Teguh menambahkan, bujet sebesar apa pun dapat digunakan dalam digital marketing. Namun, untuk dapat menjalankan strategi yang efektif, brand harus fleksibel dan siap menjalankan strategi digital marketing yang terintegrasi.
"Bicara soal bujet, sebenarnya besar atau kecil enggak masalah. Tapi, balik lagi ke kesiapan brand untuk shifting ke digital marketing ini. Kita juga enggak bisa cuma berpatokan ke satu strategi saja (online atau offline) karena keduanya efektif. Tapi, tetap harus terintegrasi," kata dia.
2 strategi jitu yang harus dijalankan beriringan
Digital marketing yang terintegrasi dengan aktivitas on ground pun diakui Carlos menjadi strategi yang jitu dalam menghadapi pandemi dan menyambut endemi beberapa tahun ke depan. Menurut Carlos, melihat consumptive behavior masyarakat Indonesia yang masih dinamis, brand juga harus melihat hal ini sebagai tantangan sekaligus peluang untuk menjangkau lebih dekat.Ditambah lagi, perubahan teknologi platform digital yang cepat juga harus diikuti dengan inovasi dari brand, sehingga tidak ketinggalan tren yang sedang populer sekaligus dapat menunggangi tren tersebut untuk mendapatkan perhatian dari masyarakat.
"Karena di digital itu shifting-nya cepat, brand juga harus cepat adjust. Jangan takut untuk coba sesuatu yang baru. Kalau pun gagal, ini jadi experiment dan experience, jadi bisa evaluasi lagi," akunya.
Namun, Teguh mengatakan platform digital bukanlah faktor utama kesuksesan digital marketing. Untuk mendapatkan perhatian konsumen, brand harus dapat menghadirkan konten yang relevan dan riding the moment, bukan sekadar viral.
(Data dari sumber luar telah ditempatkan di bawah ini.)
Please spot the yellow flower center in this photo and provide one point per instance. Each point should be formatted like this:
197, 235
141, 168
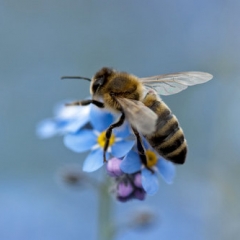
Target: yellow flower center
102, 139
151, 158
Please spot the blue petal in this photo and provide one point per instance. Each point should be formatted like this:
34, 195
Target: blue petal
100, 118
93, 161
81, 141
149, 182
121, 148
46, 128
131, 163
122, 131
166, 169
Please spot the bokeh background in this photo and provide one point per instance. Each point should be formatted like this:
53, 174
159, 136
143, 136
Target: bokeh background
42, 40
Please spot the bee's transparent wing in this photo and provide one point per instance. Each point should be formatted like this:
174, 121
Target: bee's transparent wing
168, 84
138, 115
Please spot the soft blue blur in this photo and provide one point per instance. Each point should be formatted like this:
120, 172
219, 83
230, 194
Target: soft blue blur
43, 40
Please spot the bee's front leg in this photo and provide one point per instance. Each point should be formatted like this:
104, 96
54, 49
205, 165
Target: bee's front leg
86, 102
109, 134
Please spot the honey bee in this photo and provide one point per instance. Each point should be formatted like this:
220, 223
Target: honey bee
138, 101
"Platform digital yang ada harus kita manfaatkan. Caranya bisa dengan menghadirkan konten yang tepat dengan message yang pas. Cara approach-nya juga harus diperhatikan. Di sini, brand jangan takut mencoba semua platform dan explore ide, selama masih ada relevansi dengan brand dan produknya," paparnya.
Bagi Carlos, baik online maupun offline marketing memiliki kekurangan dan kelebihan masing-masing. Karena itu, integrated digital marketing dapat menutupi kekurangan keduanya sekaligus memberikan brand keuntungan ganda. Menjangkau konsumen lebih dekat melalui berbagai platform digital, mulai dari website (microsite), media sosial, aplikasi, hingga digital ads, dapat membuat brand terlihat di mana-mana. Namun, hal ini juga harus diiringi dengan kemudahan masyarakat untuk membeli secara langsung di toko terdekat.
"Brand harus bisa mulai mengubah pola pikir, enggak bisa cuma menjalankan online saja dan mengharapkan sesuatu yang lebih. Enggak gampang menciptakan conversion di digital supaya orang mau langsung beli. Pertama, secara visibility di digital harus di-maintain. Kedua, produknya dekat enggak sama mereka. Misal produk minuman, kalau tokonya jauh, orang juga malas, keburu hausnya hilang. Jadi, integrasi dan kolaborasi ini kuncinya," terangnya.
Dengan kata lain, menjaga eksistensi brand secara digital sangat penting. Namun, harus diimbangi dengan kemudahan pembelian, baik online maupun offline. Oleh karena itu, brand harus menyesuaikan bujet untuk menjalankan strategi integrated digital marketing di platform yang tepat; diiringi juga dengan pesan dan konten yang relevan dengan brand dan konsumen mereka.